Conservation of momentum is

{\vec{p}}_{f} = {\vec{p}}_{i} .

Define the direction of their initial velocity vectors to be the + x -direction. The initial momentum is then

{\vec{p}}_{i} = m_{1} v_{1} \hat{i} + m_{2} v_{2} \hat{i} .

The final momentum of the now-linked carts is

{\vec{p}}_{f} = (m_{1} + m_{2}) {\vec{v}}_{f} .

Equating:

\begin{matrix} (m_{1} + m_{2}) {\vec{v}}_{f} & = & m_{1} v_{1} \hat{i} + m_{2} v_{2} \hat{i} \\ {\vec{v}}_{f} & = & (\frac{m_{1} v_{1} + m_{2} v_{2}}{m_{1} + m_{2}}) \hat{i} . \end{matrix}

Substituting the given numbers:

\begin{matrix} {\vec{v}}_{f} & = [\frac{(0.675 kg) (0.75 m/s) + (0.5 kg) (1.33 m/s)}{1.175 kg}] \hat{i} \\ = (0.997 m/s) \hat{i} . \end{matrix}

Significance

The principles that apply here to two laboratory carts apply identically to all objects of whatever type or size. Even for photons, the concepts of momentum and conservation of momentum are still crucially important even at that scale. (Since they are massless, the momentum of a photon is defined very differently from the momentum of ordinary objects. You will learn about this when you study quantum physics.)

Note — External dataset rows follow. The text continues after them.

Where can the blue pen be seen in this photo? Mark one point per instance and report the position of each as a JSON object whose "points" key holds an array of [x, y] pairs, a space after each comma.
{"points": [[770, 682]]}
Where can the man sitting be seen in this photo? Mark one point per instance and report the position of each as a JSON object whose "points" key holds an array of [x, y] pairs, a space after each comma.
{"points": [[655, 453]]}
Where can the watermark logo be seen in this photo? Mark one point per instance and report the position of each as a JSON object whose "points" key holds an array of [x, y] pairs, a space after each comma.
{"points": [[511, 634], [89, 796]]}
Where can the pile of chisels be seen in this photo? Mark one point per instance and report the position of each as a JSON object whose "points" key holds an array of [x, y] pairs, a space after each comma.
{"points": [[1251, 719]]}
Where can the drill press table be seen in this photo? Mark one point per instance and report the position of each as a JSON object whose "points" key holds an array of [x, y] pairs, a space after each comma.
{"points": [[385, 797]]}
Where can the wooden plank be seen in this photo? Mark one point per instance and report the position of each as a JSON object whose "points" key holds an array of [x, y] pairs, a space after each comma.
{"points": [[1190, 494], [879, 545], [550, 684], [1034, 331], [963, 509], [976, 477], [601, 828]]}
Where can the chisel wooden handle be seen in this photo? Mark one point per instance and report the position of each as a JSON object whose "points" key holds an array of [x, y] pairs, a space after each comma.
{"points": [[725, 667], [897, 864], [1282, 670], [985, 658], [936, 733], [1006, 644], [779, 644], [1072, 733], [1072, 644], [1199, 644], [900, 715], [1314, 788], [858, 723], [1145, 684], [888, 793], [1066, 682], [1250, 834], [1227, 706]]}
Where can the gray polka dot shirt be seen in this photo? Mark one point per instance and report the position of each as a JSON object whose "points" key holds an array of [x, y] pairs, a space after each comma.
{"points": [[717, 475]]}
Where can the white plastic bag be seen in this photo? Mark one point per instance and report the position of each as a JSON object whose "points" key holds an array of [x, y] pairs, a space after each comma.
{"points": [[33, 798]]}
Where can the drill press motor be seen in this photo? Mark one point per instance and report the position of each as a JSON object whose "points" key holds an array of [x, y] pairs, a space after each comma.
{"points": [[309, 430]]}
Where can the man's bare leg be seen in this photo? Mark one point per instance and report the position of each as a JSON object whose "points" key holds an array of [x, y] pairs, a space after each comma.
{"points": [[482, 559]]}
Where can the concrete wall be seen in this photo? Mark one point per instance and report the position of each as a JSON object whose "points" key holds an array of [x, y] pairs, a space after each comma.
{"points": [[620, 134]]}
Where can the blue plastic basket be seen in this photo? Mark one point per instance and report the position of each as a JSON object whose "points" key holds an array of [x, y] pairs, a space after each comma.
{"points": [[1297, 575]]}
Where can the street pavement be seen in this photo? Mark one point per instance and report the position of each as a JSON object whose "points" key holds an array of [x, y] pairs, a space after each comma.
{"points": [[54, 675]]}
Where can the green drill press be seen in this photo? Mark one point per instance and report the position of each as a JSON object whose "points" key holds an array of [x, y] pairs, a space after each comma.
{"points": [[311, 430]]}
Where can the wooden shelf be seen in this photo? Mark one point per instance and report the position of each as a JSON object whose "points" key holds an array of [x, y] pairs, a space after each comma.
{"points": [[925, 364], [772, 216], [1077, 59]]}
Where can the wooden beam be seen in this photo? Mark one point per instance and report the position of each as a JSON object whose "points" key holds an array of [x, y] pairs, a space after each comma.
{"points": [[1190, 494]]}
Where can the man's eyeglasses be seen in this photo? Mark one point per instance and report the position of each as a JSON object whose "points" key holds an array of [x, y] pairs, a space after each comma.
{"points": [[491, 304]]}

Check Your Understanding Suppose the second, smaller cart had been initially moving to the left. What would the sign of the final velocity have been in this case?

If the smaller cart were rolling at 1.33 m/s to the left, then conservation of momentum gives
$\begin{matrix} (m_{1} + m_{2}) {\vec{v}}_{f} & = & m_{1} v_{1} \hat{i} - m_{2} v_{2} \hat{i} \\ {\vec{v}}_{f} & = & (\frac{m_{1} v_{1} - m_{2} v_{2}}{m_{1} + m_{2}}) \hat{i} \\ = & [\frac{(0.675 kg) (0.75 m/s) - (0.500 kg) (1.33 m/s)}{1.175 kg}] \hat{i} \\ = & − (0.135 m/s) \hat{i} \end{matrix}$
Thus, the final velocity is 0.135 m/s to the left.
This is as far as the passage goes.